= General Inter-ORB Protocol =

Protocol by which object request brokers communicate in CORBA

In distributed computing, General Inter-ORB Protocol (GIOP) is the message protocol by which object request brokers (ORBs) communicate in CORBA. Standards associated with the protocol are maintained by the Object Management Group (OMG). The current version of GIOP is 2.0.2. The GIOP architecture provides several concrete protocols, including:

1. Internet InterORB Protocol (IIOP) — The Internet Inter-Orb Protocol is an implementation of the GIOP for use over the Internet, and provides a mapping between GIOP messages and the TCP/IP layer.
2. SSL InterORB Protocol (SSLIOP) — SSLIOP is IIOP over SSL, providing encryption and authentication.
3. HyperText InterORB Protocol (HTIOP) — HTIOP is IIOP over HTTP, providing transparent proxy bypassing.
4. Zipped InterORB Protocol (ZIOP) — A zipped version of GIOP that reduces the bandwidth usage

== Environment Specific Inter-ORB Protocols ==
As an alternative to GIOP, CORBA includes the concept of an Environment Specific Inter-ORB Protocol (ESIOP). While GIOP is defined to meet general-purpose needs of most CORBA implementations, an ESIOP attempts to address special requirements. For example, an ESIOP might use an alternative protocol encoding to improve efficiency over networks with limited bandwidth or high latency. ESIOPs can also be used to layer CORBA on top of some non-CORBA technology stack, such as Distributed Computing Environment (DCE).

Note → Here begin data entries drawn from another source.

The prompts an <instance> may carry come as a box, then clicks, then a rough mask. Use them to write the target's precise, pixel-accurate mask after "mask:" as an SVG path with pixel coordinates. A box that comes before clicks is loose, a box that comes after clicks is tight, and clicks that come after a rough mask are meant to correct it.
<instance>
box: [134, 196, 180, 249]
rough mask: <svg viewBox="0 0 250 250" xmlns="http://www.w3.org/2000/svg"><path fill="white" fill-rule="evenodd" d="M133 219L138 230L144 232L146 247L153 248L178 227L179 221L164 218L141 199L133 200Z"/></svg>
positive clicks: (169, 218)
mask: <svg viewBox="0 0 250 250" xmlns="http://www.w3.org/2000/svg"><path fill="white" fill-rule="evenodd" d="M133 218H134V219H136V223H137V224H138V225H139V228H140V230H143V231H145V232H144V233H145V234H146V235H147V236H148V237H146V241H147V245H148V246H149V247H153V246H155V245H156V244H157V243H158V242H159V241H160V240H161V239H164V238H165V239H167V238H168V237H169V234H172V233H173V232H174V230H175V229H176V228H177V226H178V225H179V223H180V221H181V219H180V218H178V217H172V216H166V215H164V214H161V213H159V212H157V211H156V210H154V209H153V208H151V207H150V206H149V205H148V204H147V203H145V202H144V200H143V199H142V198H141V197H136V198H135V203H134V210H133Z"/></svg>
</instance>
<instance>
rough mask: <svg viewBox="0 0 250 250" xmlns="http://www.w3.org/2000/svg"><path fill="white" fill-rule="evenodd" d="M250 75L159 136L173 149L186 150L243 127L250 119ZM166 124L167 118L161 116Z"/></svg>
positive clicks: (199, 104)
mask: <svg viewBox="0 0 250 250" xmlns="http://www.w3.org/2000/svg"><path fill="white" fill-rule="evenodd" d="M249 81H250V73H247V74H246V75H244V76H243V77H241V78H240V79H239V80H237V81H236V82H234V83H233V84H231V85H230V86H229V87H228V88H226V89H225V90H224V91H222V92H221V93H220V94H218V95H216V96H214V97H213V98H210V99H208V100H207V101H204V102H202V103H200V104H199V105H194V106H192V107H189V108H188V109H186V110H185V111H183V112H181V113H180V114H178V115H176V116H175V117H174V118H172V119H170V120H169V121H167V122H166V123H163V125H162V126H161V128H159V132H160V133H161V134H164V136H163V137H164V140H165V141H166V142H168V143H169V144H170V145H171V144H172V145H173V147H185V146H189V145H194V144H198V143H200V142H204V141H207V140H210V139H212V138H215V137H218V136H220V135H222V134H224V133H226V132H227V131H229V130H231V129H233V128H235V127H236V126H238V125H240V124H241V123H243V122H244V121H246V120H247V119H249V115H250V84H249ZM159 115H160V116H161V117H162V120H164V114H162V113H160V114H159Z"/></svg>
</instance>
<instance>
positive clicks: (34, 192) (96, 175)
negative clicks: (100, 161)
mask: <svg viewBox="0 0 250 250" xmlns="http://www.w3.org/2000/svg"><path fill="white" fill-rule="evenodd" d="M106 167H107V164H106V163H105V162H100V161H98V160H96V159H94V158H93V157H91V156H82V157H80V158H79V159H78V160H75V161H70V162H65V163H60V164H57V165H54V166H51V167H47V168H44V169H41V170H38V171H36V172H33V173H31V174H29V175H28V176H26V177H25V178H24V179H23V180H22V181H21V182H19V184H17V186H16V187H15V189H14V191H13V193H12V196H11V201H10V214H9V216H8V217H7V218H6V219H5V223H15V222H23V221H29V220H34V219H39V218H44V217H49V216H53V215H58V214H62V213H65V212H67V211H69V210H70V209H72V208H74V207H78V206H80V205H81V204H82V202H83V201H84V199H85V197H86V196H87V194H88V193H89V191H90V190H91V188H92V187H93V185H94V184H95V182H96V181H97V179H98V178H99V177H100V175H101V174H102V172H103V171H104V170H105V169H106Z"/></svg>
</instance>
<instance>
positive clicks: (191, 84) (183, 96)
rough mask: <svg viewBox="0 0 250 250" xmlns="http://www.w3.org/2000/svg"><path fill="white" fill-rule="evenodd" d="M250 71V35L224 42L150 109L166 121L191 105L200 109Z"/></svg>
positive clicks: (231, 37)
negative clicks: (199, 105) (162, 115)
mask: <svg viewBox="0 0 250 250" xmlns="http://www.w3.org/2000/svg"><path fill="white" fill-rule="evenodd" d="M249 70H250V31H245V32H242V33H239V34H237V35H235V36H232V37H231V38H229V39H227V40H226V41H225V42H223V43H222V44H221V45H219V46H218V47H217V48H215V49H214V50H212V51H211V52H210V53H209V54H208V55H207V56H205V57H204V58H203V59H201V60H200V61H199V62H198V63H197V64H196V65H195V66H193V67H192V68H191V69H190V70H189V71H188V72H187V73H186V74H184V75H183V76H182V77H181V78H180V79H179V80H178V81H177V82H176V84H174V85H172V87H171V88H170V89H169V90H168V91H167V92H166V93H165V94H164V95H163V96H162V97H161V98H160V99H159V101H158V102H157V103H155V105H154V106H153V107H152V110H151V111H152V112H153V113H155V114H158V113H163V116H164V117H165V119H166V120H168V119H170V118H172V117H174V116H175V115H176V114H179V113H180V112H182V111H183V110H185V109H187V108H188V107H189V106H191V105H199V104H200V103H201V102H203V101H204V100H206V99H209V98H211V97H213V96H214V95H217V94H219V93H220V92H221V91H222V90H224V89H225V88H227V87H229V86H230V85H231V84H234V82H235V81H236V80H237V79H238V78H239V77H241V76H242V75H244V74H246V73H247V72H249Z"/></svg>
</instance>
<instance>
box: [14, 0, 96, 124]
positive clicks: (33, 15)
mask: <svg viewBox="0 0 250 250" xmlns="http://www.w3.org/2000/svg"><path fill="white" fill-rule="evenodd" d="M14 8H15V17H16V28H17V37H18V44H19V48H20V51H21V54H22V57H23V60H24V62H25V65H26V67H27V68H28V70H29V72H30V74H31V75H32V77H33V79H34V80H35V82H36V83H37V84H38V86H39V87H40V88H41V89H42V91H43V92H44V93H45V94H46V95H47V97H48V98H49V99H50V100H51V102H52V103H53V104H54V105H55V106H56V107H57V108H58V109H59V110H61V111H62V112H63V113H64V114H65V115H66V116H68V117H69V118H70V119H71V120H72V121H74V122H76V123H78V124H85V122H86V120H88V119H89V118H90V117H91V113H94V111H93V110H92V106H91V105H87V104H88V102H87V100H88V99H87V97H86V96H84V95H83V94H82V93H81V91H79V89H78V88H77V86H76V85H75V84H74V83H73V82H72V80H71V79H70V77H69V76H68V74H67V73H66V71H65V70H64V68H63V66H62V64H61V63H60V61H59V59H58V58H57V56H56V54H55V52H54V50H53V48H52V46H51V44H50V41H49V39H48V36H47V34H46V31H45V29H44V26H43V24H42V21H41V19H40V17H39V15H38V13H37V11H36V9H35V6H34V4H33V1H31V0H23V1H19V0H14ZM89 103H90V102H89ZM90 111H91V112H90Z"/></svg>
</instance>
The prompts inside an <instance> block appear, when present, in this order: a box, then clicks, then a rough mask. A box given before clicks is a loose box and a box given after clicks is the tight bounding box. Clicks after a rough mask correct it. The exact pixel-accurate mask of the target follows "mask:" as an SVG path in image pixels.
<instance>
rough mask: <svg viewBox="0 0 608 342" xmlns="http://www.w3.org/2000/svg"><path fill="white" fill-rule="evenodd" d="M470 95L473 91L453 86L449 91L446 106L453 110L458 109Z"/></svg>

DCE Common Inter-ORB Protocol (DCE-CIOP) is an ESIOP for use in DCE. It maps CORBA to DCE RPC and CDR (Command Data Representation). DCE-CIOP is defined in chapter 16 of the CORBA 2.6.1 standard.

==Messages==
The General Inter-ORB Protocol (GIOP) is the message protocol used by object request brokers (ORBs) to communicate in CORBA-based distributed computing systems. GIOP 2.0.2 is the current version of this protocol, and it provides a number of concrete protocols such as IIOP, SSLIOP, HTIOP, and ZIOP. IIOP is a mapping of GIOP messages to the TCP/IP layer for use over the Internet, while SSLIOP provides encryption and authentication. HTIOP, on the other hand, enables transparent proxy bypassing by using IIOP over HTTP. Finally, ZIOP is a compressed version of GIOP that minimizes bandwidth usage. In addition to these protocols, CORBA also includes the concept of an Environment Specific Inter-ORB Protocol (ESIOP) to address specific requirements. An ESIOP can use an alternative protocol encoding to improve efficiency over networks with limited bandwidth or high latency, or can be used to layer CORBA on top of non-CORBA technologies such as DCE. DCE Common Inter-ORB Protocol (DCE-CIOP) is an ESIOP that maps CORBA to DCE RPC and CDR.